# ADA 60P One or two filter



## zanguli-ya-zamba (20 Oct 2016)

Hi guys,

I am about to buy a ADA 60P, I currently have a Fluval 305 sitting in my garage but I know 100% by experience that this filter is not enough at all for a 60P.
I wanted to know if it will be better to buy an other small filter like a Fluvial G3 or a Eheim Experience 150 (500L/h). Or it will be better to put only one big filter like the Eheim Pro 4+ 2271 (1050 L/h) ? 

thank you for your help. 

Cheers


----------



## Mikeba (20 Oct 2016)

I own a ADA 60P and I'm using a JBL e901 cansister filter. I think it's the same as the Fluval 305 in terms of L/h. 
I'm very happy with it. Crystal clear water and a good flow. I use it in combination with an Eheim skimmer that creates some extra flow in the back of my tank.

Maybe you could go 1 step stronger (e1501), but I think 2 cansisters would be overkill for such a small tank.


----------



## zanguli-ya-zamba (20 Oct 2016)

Hi,
thank you for your answer. The Fluval 305 is very weak for this tank. I used it on an odd dimension tank that was 50X40X35 cm and it was not enough at all. 
The reason also I would go with a second small filter would be to use small lilly pipes. The JBL e1501 have 16mm hose so it will be ugly to have big lily pipe in this small tank.
I have check the Fluvial G3 but same problem with the size of hose.


----------



## Mikeba (20 Oct 2016)

I can certainly understand the big lily pipe issue ... that would be a no-go for me too.

The flow also depends a lot on the hardscape/plantmass itself, so what works for me could not work for you because of this.
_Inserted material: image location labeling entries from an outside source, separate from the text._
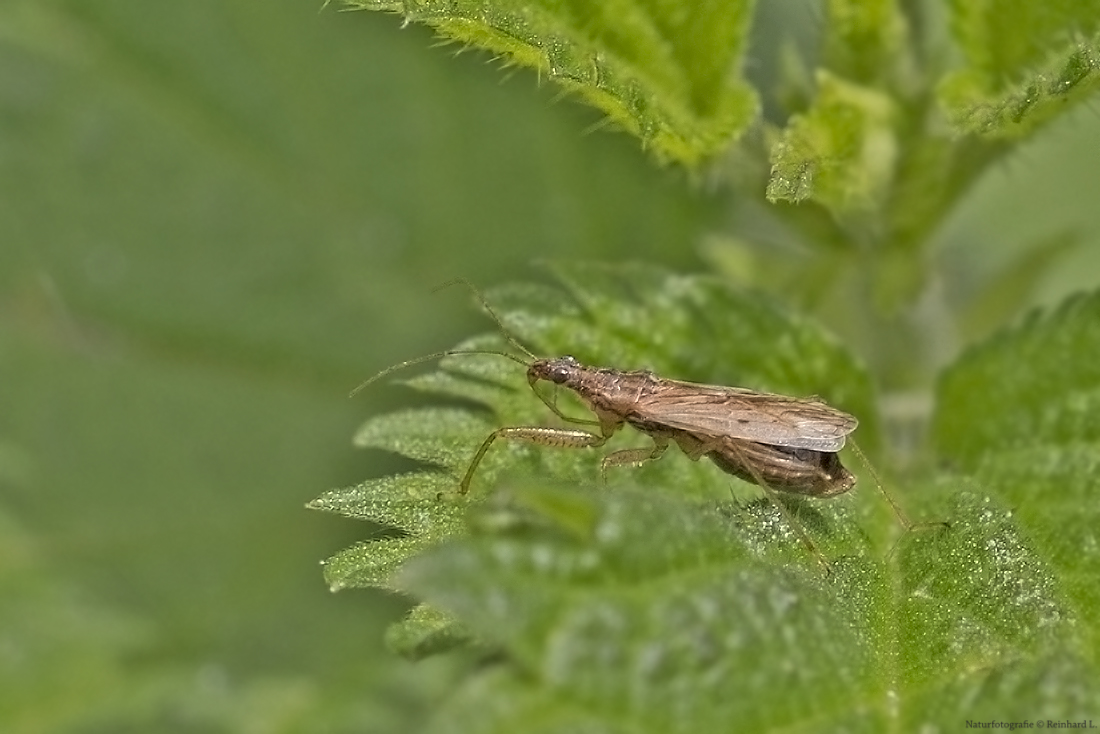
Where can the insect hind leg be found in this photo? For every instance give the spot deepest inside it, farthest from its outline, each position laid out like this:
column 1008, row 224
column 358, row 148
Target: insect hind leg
column 633, row 457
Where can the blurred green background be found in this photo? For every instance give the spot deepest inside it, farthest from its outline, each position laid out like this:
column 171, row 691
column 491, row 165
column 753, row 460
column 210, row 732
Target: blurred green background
column 216, row 218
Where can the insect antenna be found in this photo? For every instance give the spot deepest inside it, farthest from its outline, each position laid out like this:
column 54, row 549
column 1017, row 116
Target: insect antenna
column 902, row 517
column 488, row 309
column 428, row 358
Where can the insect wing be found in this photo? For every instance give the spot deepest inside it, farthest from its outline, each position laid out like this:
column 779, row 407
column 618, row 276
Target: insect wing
column 745, row 414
I can only tell you that when I bought the e901 my fish where uncomfortable for a time until the flow dropped a bit (like it always does after a few weeks of usage). 
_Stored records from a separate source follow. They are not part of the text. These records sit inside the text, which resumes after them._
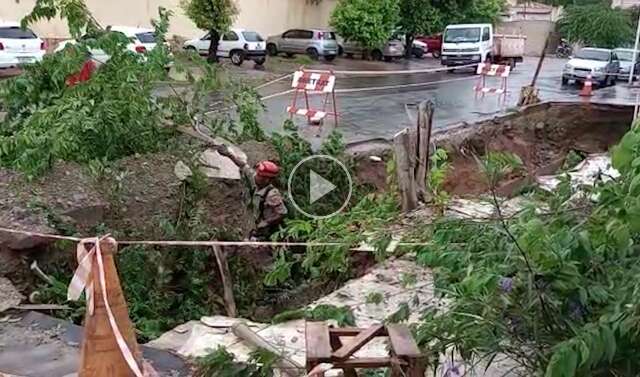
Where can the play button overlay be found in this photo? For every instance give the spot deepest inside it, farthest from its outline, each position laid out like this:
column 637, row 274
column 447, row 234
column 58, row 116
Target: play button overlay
column 320, row 186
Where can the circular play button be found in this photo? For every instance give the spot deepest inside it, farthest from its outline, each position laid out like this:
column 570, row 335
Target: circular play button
column 320, row 186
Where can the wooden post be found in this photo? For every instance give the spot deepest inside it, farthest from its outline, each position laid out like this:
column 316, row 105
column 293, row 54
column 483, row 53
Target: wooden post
column 287, row 366
column 405, row 169
column 227, row 282
column 425, row 126
column 100, row 355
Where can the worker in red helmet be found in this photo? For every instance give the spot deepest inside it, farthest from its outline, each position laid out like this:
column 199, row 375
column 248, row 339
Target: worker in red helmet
column 269, row 208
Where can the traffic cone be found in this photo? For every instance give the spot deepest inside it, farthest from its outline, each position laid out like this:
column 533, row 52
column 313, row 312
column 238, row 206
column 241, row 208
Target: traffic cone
column 587, row 88
column 100, row 355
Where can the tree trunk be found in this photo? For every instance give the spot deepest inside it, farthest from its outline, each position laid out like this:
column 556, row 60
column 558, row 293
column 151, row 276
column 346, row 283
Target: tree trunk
column 213, row 47
column 408, row 51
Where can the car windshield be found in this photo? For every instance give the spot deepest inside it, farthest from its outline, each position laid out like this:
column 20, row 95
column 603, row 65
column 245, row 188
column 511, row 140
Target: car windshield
column 252, row 36
column 598, row 55
column 461, row 35
column 16, row 33
column 148, row 37
column 624, row 55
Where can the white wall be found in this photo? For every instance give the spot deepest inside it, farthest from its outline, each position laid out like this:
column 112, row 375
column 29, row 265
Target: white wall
column 265, row 16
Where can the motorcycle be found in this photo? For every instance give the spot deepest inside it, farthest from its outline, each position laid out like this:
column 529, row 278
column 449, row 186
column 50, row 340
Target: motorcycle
column 564, row 49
Also don't pack your filter too much as this will also reduce flow. I currently just have 2 trays of Seachem Matrix (1liter in total), 1 tray of sponge material and a bag of Purigen in my filter. This gives me good flow and crystal clear water.


----------



## Iain Sutherland (20 Oct 2016)

305 should do it... I also run a 60x50x35 with an e901 twinned with a eheim skim and the flow is all good.  Low flow, low light, good co2 is the way forward 

Hope your well Zanguli.


----------



## zanguli-ya-zamba (20 Oct 2016)

Hi Iain,

thanks for your answer so you would recommend both of you using my 305 + a Eheim skim that would help for flow ? 
Something that I don't like with fluval it s their pipe. These rib pipes are ugly and you can't fix lily on it. What I have done in the past is fitting some 13 mm Eheim ugly green pipes. But they are smaller than the fluval pipes, maybe that's why flow is not good with my 305. But I can use the ADA lilly that I have since 2012. 
the Fluval pipe go "around" the connector on the filter, and the Eheim goes "inside" the pipes connector of the filter I'll take a picture to show you. 
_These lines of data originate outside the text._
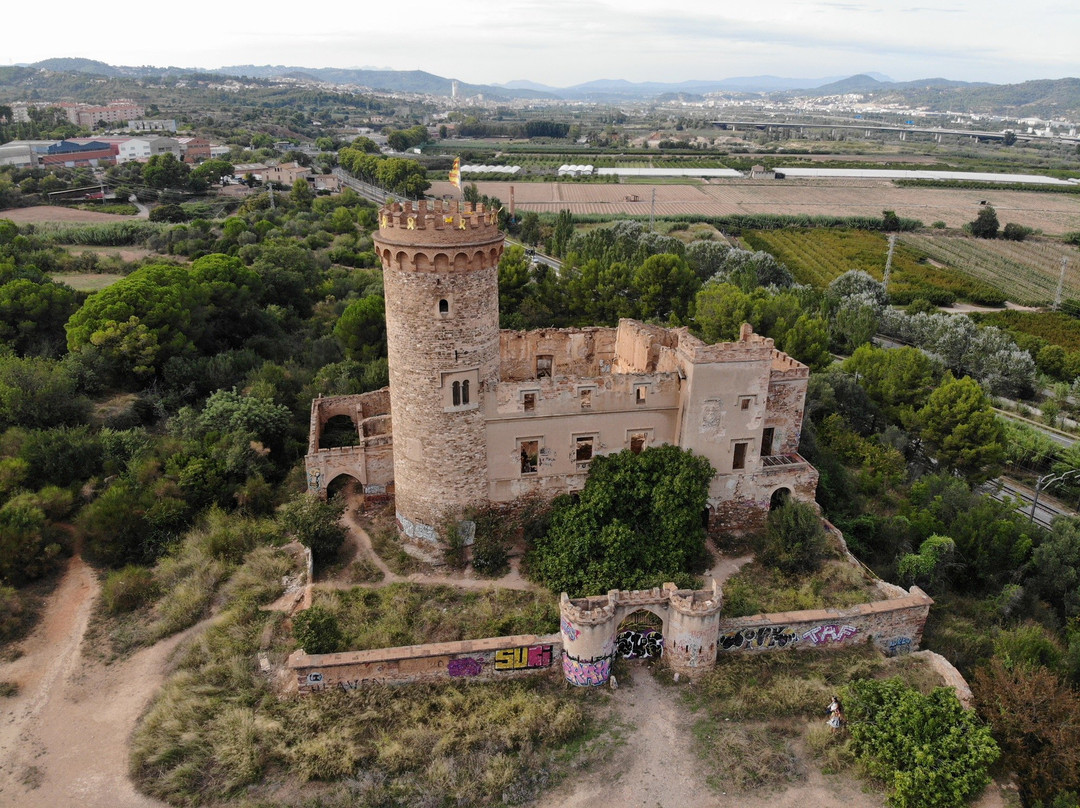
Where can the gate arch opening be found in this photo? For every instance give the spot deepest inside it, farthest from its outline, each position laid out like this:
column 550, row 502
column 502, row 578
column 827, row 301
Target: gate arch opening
column 640, row 635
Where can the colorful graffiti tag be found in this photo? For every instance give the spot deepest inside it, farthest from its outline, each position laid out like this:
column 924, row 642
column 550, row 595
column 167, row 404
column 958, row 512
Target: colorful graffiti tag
column 831, row 633
column 586, row 672
column 639, row 644
column 517, row 659
column 899, row 646
column 767, row 636
column 464, row 667
column 568, row 631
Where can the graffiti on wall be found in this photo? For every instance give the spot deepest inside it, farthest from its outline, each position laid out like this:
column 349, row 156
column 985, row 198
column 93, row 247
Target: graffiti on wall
column 767, row 636
column 464, row 667
column 639, row 644
column 586, row 672
column 518, row 659
column 831, row 633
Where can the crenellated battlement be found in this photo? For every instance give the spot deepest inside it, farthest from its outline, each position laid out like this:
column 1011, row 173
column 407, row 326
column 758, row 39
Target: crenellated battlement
column 700, row 602
column 439, row 215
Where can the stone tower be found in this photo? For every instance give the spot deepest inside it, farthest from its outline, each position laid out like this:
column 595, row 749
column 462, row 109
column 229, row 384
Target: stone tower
column 440, row 264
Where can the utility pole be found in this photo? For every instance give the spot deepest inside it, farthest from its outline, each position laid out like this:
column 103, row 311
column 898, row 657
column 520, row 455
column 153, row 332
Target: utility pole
column 1061, row 282
column 888, row 260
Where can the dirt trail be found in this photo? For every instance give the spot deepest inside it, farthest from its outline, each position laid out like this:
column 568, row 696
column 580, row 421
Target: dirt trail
column 64, row 738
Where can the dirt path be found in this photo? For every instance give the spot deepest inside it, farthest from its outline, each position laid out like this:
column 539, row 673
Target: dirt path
column 658, row 766
column 64, row 738
column 362, row 541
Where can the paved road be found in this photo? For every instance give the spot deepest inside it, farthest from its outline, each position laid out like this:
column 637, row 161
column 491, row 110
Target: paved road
column 1044, row 512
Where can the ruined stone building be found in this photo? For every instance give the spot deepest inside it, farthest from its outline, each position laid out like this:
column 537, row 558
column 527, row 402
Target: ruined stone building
column 474, row 414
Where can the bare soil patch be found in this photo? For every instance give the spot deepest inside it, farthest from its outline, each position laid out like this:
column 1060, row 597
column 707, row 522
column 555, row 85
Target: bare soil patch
column 1054, row 213
column 54, row 213
column 64, row 738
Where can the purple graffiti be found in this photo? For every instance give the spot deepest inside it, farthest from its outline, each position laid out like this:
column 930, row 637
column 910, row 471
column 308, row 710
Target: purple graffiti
column 831, row 633
column 586, row 672
column 767, row 636
column 464, row 667
column 568, row 631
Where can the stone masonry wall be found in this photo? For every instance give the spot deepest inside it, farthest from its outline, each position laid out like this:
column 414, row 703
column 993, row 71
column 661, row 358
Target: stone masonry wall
column 894, row 627
column 476, row 659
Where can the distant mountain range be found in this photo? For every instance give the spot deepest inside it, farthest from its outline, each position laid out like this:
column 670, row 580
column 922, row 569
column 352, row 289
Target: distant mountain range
column 1045, row 98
So you all agree that I have to keep my money and stay with my 305 and buy a skim ? These skimmers are not ugly in the tank ?

If you have other options I am ok 



Iain Sutherland said:


> Hope your well Zanguli.



Yes I am Ok, I am not escaping since 10 month, life is bit fast this last year, with work, the birth of my son. Political life in DRC is very bad at this moment so we have a hard time with work. I am not active on the forum since a long time ... I know that's sad. I will be back on the forum sooooon
You mention low light good CO2. I have my 90 NA tank with low light low maintenance and low CO2. The ADA 60P would be high light, that is also a point for a very good flow pattern in this tank. But I have a some small internal pump that can back up the filter, but again an other object in the tank.

Cheers guys
thanks for your help


----------



## alto (20 Oct 2016)

Yes, good to see you back
Happy news & Congratulations to both you & your wife on your son's birth

Sorry to hear that politics are not good, hopefully things will improve


----------